Il governo appare dunque spiazzato dalla svolta di Tronchetti. Di qui a dire che l’Unione marcia compatta contro l’operazione, però, ce ne corre. Dalle file della maggioranza esce un ampio ventaglio di reazioni dalle sfumature diverse. Con i ds assai cauti e parchi di giudizi. Piero Fassino ritiene «necessario» che «il gruppo dirigente di Telecom fornisca tutte le informazioni e i chiarimenti necessari in modo che si capisca bene qual è il segno di questa operazione e si possa dare una valutazione». La linea della Quercia, sintetizza il dalemiano Latorre, è quella della «prudenza»: se dalla Margherita in molti si uniscono a gran voce allo «sconcerto» prodiano, Latorre si dice «meno sconcertato», ma comunque «attento». Il rutelliano Zanda, invece, ci va giù durissimo: «Non è più possibile che la proprietà di grandi aziende italiane alle quali lo Stato affida in concessione la gestione di servizi pubblici essenziali venga acquisita attraverso indebitamenti di decine e decine di miliardi di euro. Sono situazioni che provocano danni gravi a tutti i cittadini». Poi c’è la sinistra radicale, che invoca a gran voce un’entrata in campo dell’esecutivo per stoppare Tronchetti: «Il governo usi la Golden share - invita il Verde Pecoraro - è necessario che agisca per evitare scelte sbagliate». Il radicale Capezzone lo boccia: «Spero che nessuno abbia in mente nuove Iri o un nuovo uso della golden share, o forme di nuovo statalismo». Il ministro Paolo Ferrero, di Rifondazione, se la prende (senza nominarlo) con Massimo D’Alema, rievocando la stagione dei «capitani coraggiosi» benedetti dall’allora premier: «Questo è il frutto di una privatizzazione disastrosa, che se ben ricordo non ha fatto Berlusconi», insinua. Il comunista Diliberto si scontra pubblicamente alla Festa dell’Unità col ministro delle Comunicazioni: «La proprietà della rete telefonica deve tornare allo Stato, il governo usi il suo potere di veto» contro Telecom, reclama. Il rutelliano Gentiloni replica secco: «Non è il momento di parlare di golden share. E sarebbe un errore ripubblicizzare la rete: in tutta Europa le reti hanno forme di controllo pubblico con delle Autorità severe ma proprietà private». Il Verde Bonelli lo critica: «Troppa prudenza si traduce in immobilismo».

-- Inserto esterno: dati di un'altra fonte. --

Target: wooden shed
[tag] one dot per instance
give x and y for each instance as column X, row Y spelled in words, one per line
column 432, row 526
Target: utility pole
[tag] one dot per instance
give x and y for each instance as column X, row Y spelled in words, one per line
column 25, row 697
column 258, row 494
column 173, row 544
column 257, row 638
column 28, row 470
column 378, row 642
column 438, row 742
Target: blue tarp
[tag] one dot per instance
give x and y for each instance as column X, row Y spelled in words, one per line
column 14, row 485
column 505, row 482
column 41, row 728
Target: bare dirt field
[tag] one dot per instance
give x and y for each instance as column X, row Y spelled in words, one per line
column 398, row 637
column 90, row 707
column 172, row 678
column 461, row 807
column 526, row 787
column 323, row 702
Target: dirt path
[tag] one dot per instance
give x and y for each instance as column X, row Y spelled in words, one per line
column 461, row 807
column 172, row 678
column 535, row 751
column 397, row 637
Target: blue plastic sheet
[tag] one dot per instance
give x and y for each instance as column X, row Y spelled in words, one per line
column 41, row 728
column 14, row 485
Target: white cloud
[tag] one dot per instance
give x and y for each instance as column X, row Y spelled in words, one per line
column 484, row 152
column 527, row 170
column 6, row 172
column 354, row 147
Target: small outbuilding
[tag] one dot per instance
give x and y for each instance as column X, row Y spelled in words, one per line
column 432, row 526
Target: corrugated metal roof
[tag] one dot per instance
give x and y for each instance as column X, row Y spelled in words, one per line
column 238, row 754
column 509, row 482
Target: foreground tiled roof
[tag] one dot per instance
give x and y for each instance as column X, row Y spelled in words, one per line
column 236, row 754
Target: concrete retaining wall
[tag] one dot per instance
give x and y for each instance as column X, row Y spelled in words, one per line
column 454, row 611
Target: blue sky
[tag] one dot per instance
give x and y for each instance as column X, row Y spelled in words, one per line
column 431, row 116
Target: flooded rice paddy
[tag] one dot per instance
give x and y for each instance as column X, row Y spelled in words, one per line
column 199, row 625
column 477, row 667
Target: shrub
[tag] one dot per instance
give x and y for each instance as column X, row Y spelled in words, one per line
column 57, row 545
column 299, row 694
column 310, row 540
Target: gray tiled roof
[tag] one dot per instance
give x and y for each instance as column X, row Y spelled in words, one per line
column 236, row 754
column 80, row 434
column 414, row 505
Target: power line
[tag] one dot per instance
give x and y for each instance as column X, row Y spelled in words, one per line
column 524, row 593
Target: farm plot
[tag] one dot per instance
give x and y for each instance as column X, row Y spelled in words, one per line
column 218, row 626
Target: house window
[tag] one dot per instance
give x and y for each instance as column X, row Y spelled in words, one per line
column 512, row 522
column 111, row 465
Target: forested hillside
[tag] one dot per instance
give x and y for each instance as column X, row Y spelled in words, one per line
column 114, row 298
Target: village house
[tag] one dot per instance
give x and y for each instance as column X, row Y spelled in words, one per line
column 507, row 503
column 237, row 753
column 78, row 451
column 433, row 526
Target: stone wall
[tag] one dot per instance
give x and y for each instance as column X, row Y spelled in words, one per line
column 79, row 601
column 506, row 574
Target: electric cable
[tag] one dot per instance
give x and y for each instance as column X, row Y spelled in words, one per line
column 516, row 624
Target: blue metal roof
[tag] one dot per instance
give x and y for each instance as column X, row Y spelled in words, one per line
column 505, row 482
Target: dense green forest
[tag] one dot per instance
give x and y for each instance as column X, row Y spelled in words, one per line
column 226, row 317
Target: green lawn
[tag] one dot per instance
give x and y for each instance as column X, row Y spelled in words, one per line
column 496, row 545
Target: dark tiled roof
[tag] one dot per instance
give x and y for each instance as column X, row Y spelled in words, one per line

Dalla Cdl, Urso di An teme che «riemerga la forte tentazione della sinistra di mettere le mani sull’economia, all’insegna delle peggiori partecipazioni statali». E il leghista Maroni intima al governo di non interferire: «Non siamo in un regime sovietico». E aggiunge: «Non vorrei che tornasse la merchant bank di Palazzo Chigi, cosa che invece mi pare si profili all’orizzonte».